How to get back to sleep.
How can you get back to sleep when you find yourself wide awake in the middle of the night?
There’s a very simple method that I use, either to get back to sleep or to fall asleep in the first place if I haven’t drifted off within a few minutes. Whenever I’ve recommended it to people, they’re always surprised that something so simple is so effective.
Perhaps you’ve woken up after a dream, and you’re on high alert, either because the dream was scary or because you’ve been laying awake thinking about it or busy writing it down.
Presumably you’re reading my blog because you’re interested in dreams, so you want to know how to remember those middle-of-the-night dreams and still be able to get back to sleep. You might want to grab your phone and record your dream as a voice memo, a quicker process than writing the whole dream down and ending up wide awake. Alternatively, take a few seconds only to jot a few keywords onto a paper notepad that you keep beside your bed. The keywords will jog your full memory of the dream in the morning. Then use my technique – coming up – to get back to sleep.
If you sleep for eight hours, around 60-90% of your dreaming time comes after the first six hours of sleep. If you regularly skimp on sleep, jumping out of bed after six hours, you’ll survive, but you’re more likely to thrive if you sleep for eight hours. You’re also more likely to remember more dreams – and more dream detail – if you wake naturally after those lengthy dreaming periods that come around the eighth hour of sleep.
I often wake up after about six hours, and while it’s tempting to get up and begin my day, I value my health and my dreams over a super-early start.
That’s when I use the get-back-to-sleep technique. I feel so much more refreshed when I wake up two hours later as well as excited and delighted with the extra dreams I’ve experienced and the insights they bring.
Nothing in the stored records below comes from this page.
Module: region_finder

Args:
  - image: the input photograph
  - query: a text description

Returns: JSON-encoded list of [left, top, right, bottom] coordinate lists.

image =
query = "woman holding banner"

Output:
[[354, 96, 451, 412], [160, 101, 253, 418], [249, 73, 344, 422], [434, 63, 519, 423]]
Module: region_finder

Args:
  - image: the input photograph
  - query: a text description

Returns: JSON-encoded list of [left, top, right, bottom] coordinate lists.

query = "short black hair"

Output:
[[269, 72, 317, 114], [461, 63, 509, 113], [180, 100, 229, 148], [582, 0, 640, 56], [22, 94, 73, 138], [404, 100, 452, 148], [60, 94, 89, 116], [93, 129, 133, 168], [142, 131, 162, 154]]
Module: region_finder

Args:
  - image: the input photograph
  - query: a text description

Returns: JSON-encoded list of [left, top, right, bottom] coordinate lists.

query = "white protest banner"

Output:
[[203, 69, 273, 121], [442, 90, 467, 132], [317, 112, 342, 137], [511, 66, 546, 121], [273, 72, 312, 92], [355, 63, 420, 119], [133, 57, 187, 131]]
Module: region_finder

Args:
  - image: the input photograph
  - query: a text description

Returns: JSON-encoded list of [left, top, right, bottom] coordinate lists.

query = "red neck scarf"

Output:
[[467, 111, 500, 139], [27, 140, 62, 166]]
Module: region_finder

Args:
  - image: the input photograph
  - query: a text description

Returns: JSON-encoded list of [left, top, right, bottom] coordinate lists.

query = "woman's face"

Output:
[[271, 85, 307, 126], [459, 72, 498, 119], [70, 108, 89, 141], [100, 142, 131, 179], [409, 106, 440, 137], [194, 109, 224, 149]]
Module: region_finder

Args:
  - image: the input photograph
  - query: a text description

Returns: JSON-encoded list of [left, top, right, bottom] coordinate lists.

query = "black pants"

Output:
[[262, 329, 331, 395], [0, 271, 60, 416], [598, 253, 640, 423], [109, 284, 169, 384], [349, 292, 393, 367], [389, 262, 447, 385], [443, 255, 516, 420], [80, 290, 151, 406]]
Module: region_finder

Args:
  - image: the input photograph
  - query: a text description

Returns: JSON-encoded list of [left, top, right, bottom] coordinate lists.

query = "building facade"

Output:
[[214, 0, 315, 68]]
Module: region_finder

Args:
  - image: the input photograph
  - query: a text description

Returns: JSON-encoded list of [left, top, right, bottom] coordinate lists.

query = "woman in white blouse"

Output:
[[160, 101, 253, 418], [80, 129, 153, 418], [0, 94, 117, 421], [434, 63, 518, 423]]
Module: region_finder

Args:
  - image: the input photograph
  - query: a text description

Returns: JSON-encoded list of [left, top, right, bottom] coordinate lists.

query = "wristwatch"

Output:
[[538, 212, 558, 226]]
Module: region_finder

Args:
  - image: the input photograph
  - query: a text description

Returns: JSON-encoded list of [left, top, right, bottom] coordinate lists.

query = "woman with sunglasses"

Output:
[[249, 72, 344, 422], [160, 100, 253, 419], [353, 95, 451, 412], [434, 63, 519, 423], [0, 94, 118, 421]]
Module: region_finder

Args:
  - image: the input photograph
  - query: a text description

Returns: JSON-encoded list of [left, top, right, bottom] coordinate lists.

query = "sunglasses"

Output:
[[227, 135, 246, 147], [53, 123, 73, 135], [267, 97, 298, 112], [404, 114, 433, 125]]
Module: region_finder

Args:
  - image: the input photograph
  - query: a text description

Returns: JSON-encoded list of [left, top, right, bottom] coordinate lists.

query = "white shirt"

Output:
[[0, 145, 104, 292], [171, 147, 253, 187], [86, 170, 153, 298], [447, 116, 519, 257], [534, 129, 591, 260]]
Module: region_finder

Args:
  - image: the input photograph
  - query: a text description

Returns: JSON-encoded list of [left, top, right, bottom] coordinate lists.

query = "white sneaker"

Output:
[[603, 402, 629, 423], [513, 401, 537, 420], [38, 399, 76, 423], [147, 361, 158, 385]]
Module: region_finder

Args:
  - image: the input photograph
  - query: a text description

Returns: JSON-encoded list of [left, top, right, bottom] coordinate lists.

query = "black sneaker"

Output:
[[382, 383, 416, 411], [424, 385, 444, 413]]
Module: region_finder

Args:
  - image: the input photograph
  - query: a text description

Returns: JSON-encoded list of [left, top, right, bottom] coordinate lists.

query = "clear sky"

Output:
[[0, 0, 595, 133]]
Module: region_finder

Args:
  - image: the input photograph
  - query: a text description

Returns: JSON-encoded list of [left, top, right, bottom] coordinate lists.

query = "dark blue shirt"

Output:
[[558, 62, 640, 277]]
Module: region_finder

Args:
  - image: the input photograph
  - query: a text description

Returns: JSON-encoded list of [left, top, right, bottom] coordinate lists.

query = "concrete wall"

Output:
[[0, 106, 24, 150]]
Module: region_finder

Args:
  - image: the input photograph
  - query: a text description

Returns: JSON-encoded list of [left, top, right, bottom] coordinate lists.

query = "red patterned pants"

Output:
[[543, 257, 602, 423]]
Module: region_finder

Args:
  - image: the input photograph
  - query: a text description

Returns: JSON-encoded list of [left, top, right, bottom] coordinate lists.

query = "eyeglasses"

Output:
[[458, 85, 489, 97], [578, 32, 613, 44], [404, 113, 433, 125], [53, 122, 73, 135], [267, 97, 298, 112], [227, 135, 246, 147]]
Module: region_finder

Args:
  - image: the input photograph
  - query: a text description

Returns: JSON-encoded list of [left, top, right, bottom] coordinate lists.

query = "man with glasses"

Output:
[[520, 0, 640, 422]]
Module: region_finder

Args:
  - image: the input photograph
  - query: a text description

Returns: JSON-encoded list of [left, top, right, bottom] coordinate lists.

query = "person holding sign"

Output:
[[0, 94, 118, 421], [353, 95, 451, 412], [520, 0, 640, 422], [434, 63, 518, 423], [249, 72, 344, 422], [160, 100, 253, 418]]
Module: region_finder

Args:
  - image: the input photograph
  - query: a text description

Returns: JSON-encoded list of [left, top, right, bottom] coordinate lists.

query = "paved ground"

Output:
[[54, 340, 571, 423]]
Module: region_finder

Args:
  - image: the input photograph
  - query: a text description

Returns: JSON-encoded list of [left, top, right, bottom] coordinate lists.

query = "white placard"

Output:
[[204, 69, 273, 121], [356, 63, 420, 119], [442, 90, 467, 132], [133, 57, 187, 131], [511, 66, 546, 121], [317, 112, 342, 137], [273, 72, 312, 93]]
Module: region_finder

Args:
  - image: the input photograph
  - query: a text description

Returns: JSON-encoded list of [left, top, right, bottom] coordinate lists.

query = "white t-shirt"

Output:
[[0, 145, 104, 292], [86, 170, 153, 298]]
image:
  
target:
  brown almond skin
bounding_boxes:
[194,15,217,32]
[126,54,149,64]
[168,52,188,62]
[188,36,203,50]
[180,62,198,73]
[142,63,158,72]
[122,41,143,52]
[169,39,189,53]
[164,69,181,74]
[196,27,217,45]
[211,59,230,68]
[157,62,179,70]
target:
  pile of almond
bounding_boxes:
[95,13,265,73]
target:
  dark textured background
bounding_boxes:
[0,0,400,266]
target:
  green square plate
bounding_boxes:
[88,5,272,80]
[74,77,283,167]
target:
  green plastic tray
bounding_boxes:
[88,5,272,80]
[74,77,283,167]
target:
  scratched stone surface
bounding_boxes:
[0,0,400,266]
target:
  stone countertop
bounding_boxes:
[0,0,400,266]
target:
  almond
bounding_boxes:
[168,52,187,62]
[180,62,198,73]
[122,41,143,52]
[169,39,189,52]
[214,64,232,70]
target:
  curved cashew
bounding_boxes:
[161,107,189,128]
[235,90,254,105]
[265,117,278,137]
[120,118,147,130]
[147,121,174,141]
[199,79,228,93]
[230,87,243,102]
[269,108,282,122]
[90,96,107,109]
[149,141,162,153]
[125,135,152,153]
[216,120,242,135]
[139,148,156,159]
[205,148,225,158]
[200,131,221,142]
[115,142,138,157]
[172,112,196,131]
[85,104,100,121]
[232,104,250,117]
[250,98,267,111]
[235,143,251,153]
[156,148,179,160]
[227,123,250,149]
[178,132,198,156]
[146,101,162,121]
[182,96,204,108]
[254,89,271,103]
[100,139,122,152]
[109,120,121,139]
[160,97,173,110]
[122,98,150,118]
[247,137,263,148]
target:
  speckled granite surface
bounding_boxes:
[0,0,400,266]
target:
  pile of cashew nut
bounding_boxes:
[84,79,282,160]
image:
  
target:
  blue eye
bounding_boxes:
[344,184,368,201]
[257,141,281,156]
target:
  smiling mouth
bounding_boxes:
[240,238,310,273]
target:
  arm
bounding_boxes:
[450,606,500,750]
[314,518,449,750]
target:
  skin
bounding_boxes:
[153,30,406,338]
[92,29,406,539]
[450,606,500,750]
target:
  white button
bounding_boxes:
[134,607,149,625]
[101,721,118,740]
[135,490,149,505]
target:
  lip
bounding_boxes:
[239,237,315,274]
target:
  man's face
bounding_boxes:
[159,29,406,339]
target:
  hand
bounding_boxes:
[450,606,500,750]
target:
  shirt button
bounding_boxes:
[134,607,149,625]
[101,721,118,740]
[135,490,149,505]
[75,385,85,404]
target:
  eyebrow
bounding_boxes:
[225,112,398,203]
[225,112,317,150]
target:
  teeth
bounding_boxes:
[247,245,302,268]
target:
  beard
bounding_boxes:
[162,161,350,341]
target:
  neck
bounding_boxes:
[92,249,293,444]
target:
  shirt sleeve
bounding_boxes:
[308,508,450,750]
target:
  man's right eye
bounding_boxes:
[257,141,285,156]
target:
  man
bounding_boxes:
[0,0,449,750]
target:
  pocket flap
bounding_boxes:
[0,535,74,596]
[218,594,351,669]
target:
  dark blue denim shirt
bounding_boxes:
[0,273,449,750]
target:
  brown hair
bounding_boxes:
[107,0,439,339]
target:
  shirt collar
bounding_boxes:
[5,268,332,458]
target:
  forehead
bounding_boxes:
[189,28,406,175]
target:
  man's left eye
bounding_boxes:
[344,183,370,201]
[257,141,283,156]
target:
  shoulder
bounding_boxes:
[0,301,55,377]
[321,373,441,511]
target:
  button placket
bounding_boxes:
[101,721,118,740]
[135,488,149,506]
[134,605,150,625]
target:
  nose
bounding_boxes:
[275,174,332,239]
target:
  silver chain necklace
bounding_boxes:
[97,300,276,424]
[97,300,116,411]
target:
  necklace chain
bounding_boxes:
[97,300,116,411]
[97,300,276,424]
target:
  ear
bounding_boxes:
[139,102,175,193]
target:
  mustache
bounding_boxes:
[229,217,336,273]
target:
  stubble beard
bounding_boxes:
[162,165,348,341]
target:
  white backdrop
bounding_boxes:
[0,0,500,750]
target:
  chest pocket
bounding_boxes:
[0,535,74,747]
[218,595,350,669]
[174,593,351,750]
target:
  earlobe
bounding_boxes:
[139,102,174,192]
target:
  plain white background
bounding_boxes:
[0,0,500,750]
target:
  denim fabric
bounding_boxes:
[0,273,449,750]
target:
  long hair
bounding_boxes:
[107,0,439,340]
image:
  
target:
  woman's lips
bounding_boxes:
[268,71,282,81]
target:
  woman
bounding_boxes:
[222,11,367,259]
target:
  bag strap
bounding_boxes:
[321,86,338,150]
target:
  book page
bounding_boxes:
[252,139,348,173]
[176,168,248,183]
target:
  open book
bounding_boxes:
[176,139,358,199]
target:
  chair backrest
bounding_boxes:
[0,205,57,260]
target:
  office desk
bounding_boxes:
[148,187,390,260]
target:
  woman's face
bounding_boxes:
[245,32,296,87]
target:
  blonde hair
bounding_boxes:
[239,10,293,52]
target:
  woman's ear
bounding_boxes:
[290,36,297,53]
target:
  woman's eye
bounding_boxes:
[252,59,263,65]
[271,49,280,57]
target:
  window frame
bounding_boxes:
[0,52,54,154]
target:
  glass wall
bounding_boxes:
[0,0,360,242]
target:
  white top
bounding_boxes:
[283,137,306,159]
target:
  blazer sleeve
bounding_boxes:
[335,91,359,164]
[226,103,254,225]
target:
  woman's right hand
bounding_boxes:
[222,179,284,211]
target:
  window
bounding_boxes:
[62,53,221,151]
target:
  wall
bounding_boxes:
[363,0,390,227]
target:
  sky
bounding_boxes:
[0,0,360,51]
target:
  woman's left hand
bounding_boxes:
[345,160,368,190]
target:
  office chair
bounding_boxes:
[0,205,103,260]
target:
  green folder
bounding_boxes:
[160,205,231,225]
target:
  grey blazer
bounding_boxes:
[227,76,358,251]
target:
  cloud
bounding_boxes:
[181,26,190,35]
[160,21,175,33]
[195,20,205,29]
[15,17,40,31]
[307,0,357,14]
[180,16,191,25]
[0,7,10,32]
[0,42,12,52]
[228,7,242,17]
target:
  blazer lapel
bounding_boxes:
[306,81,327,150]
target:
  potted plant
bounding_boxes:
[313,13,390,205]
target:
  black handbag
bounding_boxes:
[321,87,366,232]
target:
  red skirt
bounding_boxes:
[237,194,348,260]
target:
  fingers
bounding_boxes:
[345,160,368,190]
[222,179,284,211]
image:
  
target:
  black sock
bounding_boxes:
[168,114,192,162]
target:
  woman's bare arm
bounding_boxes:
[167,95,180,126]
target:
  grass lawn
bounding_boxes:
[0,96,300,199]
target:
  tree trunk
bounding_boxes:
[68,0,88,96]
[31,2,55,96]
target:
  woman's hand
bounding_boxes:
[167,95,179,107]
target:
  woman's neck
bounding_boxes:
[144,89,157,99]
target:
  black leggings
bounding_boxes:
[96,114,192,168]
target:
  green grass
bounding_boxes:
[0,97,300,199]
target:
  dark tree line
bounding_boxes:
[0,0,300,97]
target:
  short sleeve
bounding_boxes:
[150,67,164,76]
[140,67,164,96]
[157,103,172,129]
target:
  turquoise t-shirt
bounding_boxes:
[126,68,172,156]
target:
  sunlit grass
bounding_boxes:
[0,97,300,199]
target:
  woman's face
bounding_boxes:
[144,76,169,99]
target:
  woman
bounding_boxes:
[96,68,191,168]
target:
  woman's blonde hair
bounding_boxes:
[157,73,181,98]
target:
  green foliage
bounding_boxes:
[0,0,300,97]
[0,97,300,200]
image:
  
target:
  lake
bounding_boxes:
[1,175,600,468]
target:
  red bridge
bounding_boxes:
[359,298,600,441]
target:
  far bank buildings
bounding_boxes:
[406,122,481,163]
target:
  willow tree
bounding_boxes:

Last month, I was invited onto Radio Hit WA Breakfast on the eve of World Sleep Day, to give the hosts, Allan and Carly, a sleep hack each for them to try overnight and report back to their listeners the next day. You can listen to the clip below (Allan begins by asking about dreams about losing teeth, and then we get on to the sleep hacks). Their producer told me that they each tried their hack to get to sleep that night and both reported that they fell asleep within minutes.
So, the video clip below goes through both hacks, but here’s the written version of the one I’ve been promising for you:
It’s a method of breathing that works by jumping you out of your high alert ‘fight or flight’ sympathetic nervous system into the ‘calm, deep sigh reset’ of your parasympathetic nervous system. It’s a physiological process that works by stimulating the vagus nerve, sliding you into calm.
Breathe in slowly for a count of four, then breathe out slowly for a count of six. (Or choose numbers that feel comfortable for you: making sure that your out-breath is longer than your in-breath.) Repeat up to fifteen times. It’s unlikely that you will remember getting to fifteen. Most people feel the calm beginning after a few breaths, and then, if their body clock registers sleep-time, they’re asleep before many more.
If you’re on high alert, you may feel this is too simple: how is breathing going to work for you? You may feel impatient as you travel through the first few breaths, but then you’ll notice a slight calming. Continue, and you’ll automatically slide into sleep.
You can practise this technique during the day when you want to move out of anxiety, stress, or high alert. After a few breaths you’ll feel a sense of calm, but unless you need sleep, you’ll be able to stay awake and enjoy life from a more relaxed state of mind and body. Removing anxiety, stress, and high alert from the equation opens you to deeper clarity as your perspective shifts from focussing on worry to seeing the bigger picture.